A great many thanks to Elder and Mojo for the most welcome relief, fellas!

I will be inviting more such experts to grace this corner from time to time, just to provide some variety of opinion for reading pleasure.  

But for now, I must say I learnt a great deal from our guest columnists over the past two weeks.

Just like a lot of us, I was raised on a strong diet of Zimbabwean football in which the domestic game was the lifeblood of many folks in this country.

The passion was real, the loyalty to one’s team was genuine – fiercely so to an extent.

Distressingly, the period stretching back to the past decade has not been along a similar vein because, even to a lot of old diehards, quite simply Zimbabwean domestic football has been a waste of time.

So for me it was quite refreshing to learn that there is a kind of vibe in the game these days. You cannot doubt that coming from Elder, called such from his college days in recognition of his faith, a religious young chap I had the greatest pleasure of working with in a previous time on a local daily, his knowledge of football is unfettered.

I have never personally given up on Zimbabwean domestic football myself even when it has seemed fashionable to do so, you could say this is because of a sense of duty and some reserves of patriotism existing somewhere in you.

When I read of the excitement for the 2022 PSL season from a man who takes time off his busy business schedule to watch quite a few matches every weekend, so therefore knows what he is talking about given his analytical and journalistic skills, I too was excited.  

The feel-good story of Bill Antonio’s wonder solo goal for in-form Dynamos against Black Rhinos last weekend only amplified the great anticipation, for me, for what promises to be a hugely enthralling ending to the 2022 PSL season.

Exactly what you need in these uncertain times of an international ban on this country by world football governing body Fifa. What has been happening in the PSL, with a variety of teams exhibiting some eye-catching football and showing their title credentials, is something to cheer at a time when we nearly all do not know where we are headed as a footballing nation at the moment.

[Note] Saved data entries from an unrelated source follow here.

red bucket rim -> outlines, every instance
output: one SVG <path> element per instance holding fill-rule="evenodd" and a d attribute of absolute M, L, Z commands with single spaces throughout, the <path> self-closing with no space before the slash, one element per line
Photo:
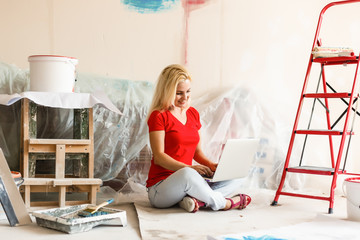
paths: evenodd
<path fill-rule="evenodd" d="M 21 173 L 17 171 L 11 171 L 11 175 L 13 178 L 21 178 Z"/>
<path fill-rule="evenodd" d="M 345 181 L 360 183 L 360 177 L 346 178 Z"/>
<path fill-rule="evenodd" d="M 70 59 L 76 59 L 77 60 L 77 58 L 75 58 L 75 57 L 68 57 L 68 56 L 61 56 L 61 55 L 46 55 L 46 54 L 44 54 L 44 55 L 31 55 L 31 56 L 29 56 L 29 59 L 30 58 L 37 58 L 37 57 L 55 57 L 55 58 L 70 58 Z"/>

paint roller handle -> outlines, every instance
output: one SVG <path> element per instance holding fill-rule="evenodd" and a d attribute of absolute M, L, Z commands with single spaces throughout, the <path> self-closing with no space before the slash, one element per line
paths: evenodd
<path fill-rule="evenodd" d="M 113 201 L 114 201 L 114 199 L 112 198 L 112 199 L 109 199 L 109 200 L 107 200 L 107 201 L 105 201 L 105 202 L 103 202 L 103 203 L 100 203 L 99 205 L 95 206 L 95 208 L 92 208 L 92 209 L 91 209 L 91 210 L 92 210 L 92 211 L 91 211 L 91 214 L 97 212 L 100 208 L 102 208 L 102 207 L 104 207 L 104 206 L 112 203 Z"/>
<path fill-rule="evenodd" d="M 114 199 L 111 198 L 111 199 L 107 200 L 106 202 L 101 203 L 98 207 L 101 208 L 103 206 L 106 206 L 106 205 L 112 203 L 113 201 L 114 201 Z"/>

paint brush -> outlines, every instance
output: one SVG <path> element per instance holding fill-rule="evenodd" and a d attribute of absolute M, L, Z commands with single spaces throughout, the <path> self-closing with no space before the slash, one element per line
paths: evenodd
<path fill-rule="evenodd" d="M 110 203 L 112 203 L 114 201 L 114 199 L 109 199 L 103 203 L 100 203 L 99 205 L 96 206 L 88 206 L 87 208 L 85 208 L 84 210 L 80 211 L 78 213 L 79 216 L 81 217 L 91 217 L 91 216 L 97 216 L 97 215 L 103 215 L 106 214 L 106 212 L 103 211 L 99 211 L 98 210 Z"/>

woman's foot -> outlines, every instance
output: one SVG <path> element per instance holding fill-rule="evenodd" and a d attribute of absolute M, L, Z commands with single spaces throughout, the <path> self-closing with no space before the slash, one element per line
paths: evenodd
<path fill-rule="evenodd" d="M 226 198 L 226 206 L 224 210 L 244 209 L 251 202 L 251 197 L 246 194 L 237 194 L 232 198 Z"/>
<path fill-rule="evenodd" d="M 194 213 L 197 212 L 200 207 L 205 206 L 205 203 L 197 200 L 196 198 L 186 196 L 179 202 L 179 205 L 187 212 Z"/>

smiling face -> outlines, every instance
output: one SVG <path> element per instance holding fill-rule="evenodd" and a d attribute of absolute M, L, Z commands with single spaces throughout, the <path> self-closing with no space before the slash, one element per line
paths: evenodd
<path fill-rule="evenodd" d="M 186 109 L 190 104 L 191 96 L 191 82 L 186 79 L 185 81 L 179 82 L 176 88 L 176 95 L 174 105 L 175 107 Z"/>

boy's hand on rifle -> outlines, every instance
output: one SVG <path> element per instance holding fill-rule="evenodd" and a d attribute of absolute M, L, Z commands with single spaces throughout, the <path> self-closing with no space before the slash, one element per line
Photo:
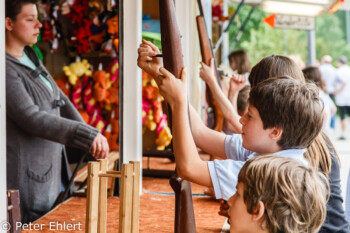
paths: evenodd
<path fill-rule="evenodd" d="M 160 54 L 157 46 L 149 41 L 142 40 L 140 47 L 137 50 L 139 57 L 137 58 L 137 65 L 152 75 L 153 78 L 159 76 L 159 68 L 162 66 L 162 60 L 159 57 L 155 57 Z M 156 82 L 158 80 L 156 79 Z"/>
<path fill-rule="evenodd" d="M 159 79 L 160 94 L 174 108 L 177 104 L 187 104 L 187 72 L 184 67 L 181 77 L 178 79 L 164 67 L 159 69 L 161 76 Z"/>
<path fill-rule="evenodd" d="M 223 199 L 220 200 L 220 211 L 218 212 L 219 215 L 227 217 L 228 218 L 228 223 L 230 224 L 230 216 L 228 215 L 228 209 L 230 206 L 227 204 L 226 201 Z"/>
<path fill-rule="evenodd" d="M 232 78 L 230 80 L 230 88 L 228 91 L 229 95 L 238 93 L 240 90 L 242 90 L 243 87 L 245 87 L 246 85 L 246 80 L 247 78 L 245 75 L 241 75 L 241 74 L 232 75 Z"/>
<path fill-rule="evenodd" d="M 210 66 L 207 66 L 204 62 L 201 62 L 201 65 L 202 67 L 199 72 L 201 79 L 208 85 L 214 84 L 216 82 L 214 59 L 210 59 Z"/>

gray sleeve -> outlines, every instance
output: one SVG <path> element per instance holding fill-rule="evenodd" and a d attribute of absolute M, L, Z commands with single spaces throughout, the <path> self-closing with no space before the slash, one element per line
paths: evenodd
<path fill-rule="evenodd" d="M 90 150 L 98 130 L 82 122 L 39 109 L 14 70 L 6 70 L 6 115 L 22 130 L 36 137 Z"/>

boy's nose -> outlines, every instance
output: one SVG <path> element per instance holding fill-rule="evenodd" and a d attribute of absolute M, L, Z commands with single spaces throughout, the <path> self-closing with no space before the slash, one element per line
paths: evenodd
<path fill-rule="evenodd" d="M 239 119 L 239 123 L 241 123 L 242 125 L 245 124 L 246 115 L 247 115 L 247 114 L 244 114 L 244 115 L 241 117 L 241 119 Z"/>

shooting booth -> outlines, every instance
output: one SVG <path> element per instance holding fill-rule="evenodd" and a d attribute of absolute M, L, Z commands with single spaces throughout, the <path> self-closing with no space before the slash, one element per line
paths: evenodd
<path fill-rule="evenodd" d="M 111 153 L 104 161 L 72 164 L 78 191 L 22 227 L 22 232 L 227 229 L 226 219 L 217 214 L 219 203 L 203 194 L 205 187 L 176 176 L 171 114 L 152 77 L 137 67 L 137 48 L 142 38 L 153 42 L 169 70 L 166 59 L 169 54 L 177 56 L 191 77 L 189 102 L 208 127 L 221 131 L 222 114 L 210 103 L 209 88 L 199 78 L 200 61 L 208 64 L 215 58 L 217 64 L 227 64 L 230 21 L 235 21 L 243 4 L 249 5 L 249 15 L 240 19 L 236 43 L 262 2 L 268 1 L 40 1 L 43 28 L 35 49 L 86 123 L 108 139 Z M 164 9 L 171 23 L 164 22 Z M 206 40 L 198 36 L 198 22 Z M 177 38 L 180 43 L 171 50 L 164 44 L 170 39 L 164 38 Z M 210 52 L 201 53 L 205 48 Z M 217 78 L 220 82 L 219 73 Z M 210 159 L 205 152 L 200 156 Z"/>
<path fill-rule="evenodd" d="M 169 185 L 175 163 L 168 142 L 170 124 L 164 123 L 169 121 L 166 115 L 158 115 L 161 122 L 156 123 L 152 136 L 143 136 L 142 97 L 147 92 L 143 86 L 153 84 L 137 68 L 137 47 L 141 38 L 161 41 L 152 32 L 142 32 L 151 24 L 142 24 L 142 19 L 146 20 L 147 11 L 157 9 L 159 2 L 68 2 L 62 5 L 59 1 L 40 1 L 43 29 L 35 49 L 86 123 L 101 130 L 108 139 L 111 152 L 106 161 L 97 164 L 91 158 L 74 161 L 72 183 L 77 191 L 32 224 L 23 225 L 21 231 L 189 232 L 174 230 L 176 222 L 183 225 L 184 217 L 175 213 L 178 196 Z M 193 12 L 197 14 L 197 3 L 178 0 L 175 4 L 176 11 L 171 7 L 182 34 L 184 62 L 191 67 L 192 63 L 197 65 L 193 60 L 200 58 L 198 41 L 191 39 L 196 34 Z M 76 10 L 80 8 L 84 10 Z M 198 47 L 197 52 L 191 51 L 193 47 Z M 196 68 L 190 70 L 197 73 Z M 189 82 L 201 92 L 198 80 Z M 191 95 L 199 106 L 197 94 Z M 167 114 L 166 103 L 154 101 L 151 105 L 159 107 L 159 103 Z M 167 161 L 150 161 L 148 157 Z M 133 167 L 127 168 L 129 164 Z M 151 172 L 143 177 L 143 172 L 152 166 L 165 171 L 165 175 L 158 177 Z M 218 203 L 202 194 L 204 187 L 188 185 L 193 190 L 193 201 L 191 194 L 187 196 L 192 209 L 192 217 L 186 223 L 191 225 L 190 231 L 220 232 L 225 219 L 216 214 Z M 176 188 L 181 193 L 181 186 Z"/>

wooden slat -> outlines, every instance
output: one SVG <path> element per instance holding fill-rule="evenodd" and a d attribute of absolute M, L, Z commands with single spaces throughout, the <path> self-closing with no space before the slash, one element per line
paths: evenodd
<path fill-rule="evenodd" d="M 111 177 L 111 178 L 120 178 L 122 175 L 121 174 L 98 174 L 99 177 Z"/>
<path fill-rule="evenodd" d="M 122 173 L 120 171 L 106 171 L 106 174 L 121 175 Z"/>
<path fill-rule="evenodd" d="M 131 205 L 132 205 L 132 173 L 131 164 L 122 165 L 122 178 L 119 207 L 119 232 L 131 231 Z"/>
<path fill-rule="evenodd" d="M 98 216 L 98 189 L 100 164 L 89 162 L 88 164 L 88 185 L 86 198 L 86 233 L 96 233 Z"/>
<path fill-rule="evenodd" d="M 139 232 L 139 214 L 140 214 L 140 162 L 132 161 L 133 165 L 133 190 L 132 190 L 132 213 L 131 213 L 131 232 Z"/>
<path fill-rule="evenodd" d="M 100 172 L 107 172 L 107 160 L 101 159 Z M 100 177 L 100 176 L 99 176 Z M 107 177 L 100 177 L 99 206 L 98 206 L 98 233 L 107 232 Z"/>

What about last week’s piece on rugby by Nyasha Muchochomi? His close mates call him Mojo and, fittingly so, he has the magic charm when breaking down a rugby match.

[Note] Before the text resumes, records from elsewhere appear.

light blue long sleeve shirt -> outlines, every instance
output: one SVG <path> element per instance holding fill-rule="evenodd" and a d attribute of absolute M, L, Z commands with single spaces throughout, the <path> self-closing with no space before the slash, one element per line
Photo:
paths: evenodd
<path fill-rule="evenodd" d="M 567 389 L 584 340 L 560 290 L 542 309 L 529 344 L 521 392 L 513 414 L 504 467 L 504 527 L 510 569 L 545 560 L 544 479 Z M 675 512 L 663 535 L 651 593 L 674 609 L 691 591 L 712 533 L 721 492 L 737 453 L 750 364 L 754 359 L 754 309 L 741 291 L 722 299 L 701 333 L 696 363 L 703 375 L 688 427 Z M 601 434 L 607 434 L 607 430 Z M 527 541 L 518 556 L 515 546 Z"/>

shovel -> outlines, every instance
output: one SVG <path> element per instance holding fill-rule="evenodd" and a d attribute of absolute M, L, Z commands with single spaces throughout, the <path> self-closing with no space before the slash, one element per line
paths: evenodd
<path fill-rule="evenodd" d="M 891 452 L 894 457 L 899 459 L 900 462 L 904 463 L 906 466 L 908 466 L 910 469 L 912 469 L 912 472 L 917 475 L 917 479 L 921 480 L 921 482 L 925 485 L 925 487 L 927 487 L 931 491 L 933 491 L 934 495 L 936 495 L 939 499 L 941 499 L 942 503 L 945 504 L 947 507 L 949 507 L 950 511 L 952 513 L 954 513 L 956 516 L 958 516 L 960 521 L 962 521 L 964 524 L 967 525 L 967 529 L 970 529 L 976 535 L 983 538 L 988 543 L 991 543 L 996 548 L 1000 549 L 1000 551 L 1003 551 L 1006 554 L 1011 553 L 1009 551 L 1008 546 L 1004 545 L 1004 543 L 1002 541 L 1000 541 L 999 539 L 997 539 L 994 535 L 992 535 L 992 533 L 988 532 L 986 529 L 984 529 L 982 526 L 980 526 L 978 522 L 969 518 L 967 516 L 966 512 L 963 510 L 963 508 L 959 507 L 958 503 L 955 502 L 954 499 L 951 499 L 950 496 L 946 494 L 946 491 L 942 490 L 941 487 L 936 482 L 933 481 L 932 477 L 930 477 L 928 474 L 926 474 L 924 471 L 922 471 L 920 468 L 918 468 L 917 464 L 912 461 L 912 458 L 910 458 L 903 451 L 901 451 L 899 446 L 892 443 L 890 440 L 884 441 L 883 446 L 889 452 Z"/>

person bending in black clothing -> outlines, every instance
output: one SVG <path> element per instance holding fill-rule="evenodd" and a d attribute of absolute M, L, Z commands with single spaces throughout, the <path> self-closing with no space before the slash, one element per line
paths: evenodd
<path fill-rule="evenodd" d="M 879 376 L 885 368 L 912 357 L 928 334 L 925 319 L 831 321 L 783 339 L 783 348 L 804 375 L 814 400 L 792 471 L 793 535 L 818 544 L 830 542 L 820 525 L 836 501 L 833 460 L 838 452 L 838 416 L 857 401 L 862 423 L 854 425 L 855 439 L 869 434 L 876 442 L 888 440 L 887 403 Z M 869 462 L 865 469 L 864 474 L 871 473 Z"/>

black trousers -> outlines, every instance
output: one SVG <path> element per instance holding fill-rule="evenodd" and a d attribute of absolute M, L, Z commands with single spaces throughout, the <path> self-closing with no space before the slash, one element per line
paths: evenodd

Now, I have covered this amazing sport for the past 18 years for mainstream media in Zimbabwe, and watched it for exactly 30 years ever since I first got hooked as a young boy three decades ago.

But I will never claim to know the game better than guys like Mojo and, when I invited him to feature here last week, I knew that whatever he had to share would be worth a read and well received by our audience. I was right.

The biggest point he raised, for me, was the need of instilling a new winning culture in Zimbabwe’s rugby team by blooding new talent and doing away with players who are now accustomed to be on the losing side all the time.

Young newcomers who were groomed in the tough South African rugby system, from school up to college, bring that winning mentality to Zimbabwe, opined Mojo. All they know, he wrote, is winning.

We did not start so well in our Currie Cup opener against European side Georgia last weekend, but it was not difficult to see what these Zimbabwe newbies bring to the table. And while not a hell lot of them will play in the World Cup qualifiers in July, I foresee a few of them, to buttress Mojo’s point, being the secret weapons to the Sables’ journey to France 2023.

Just like how Alwyn has predicted in his corner about how the PSL race will be an engrossing affair.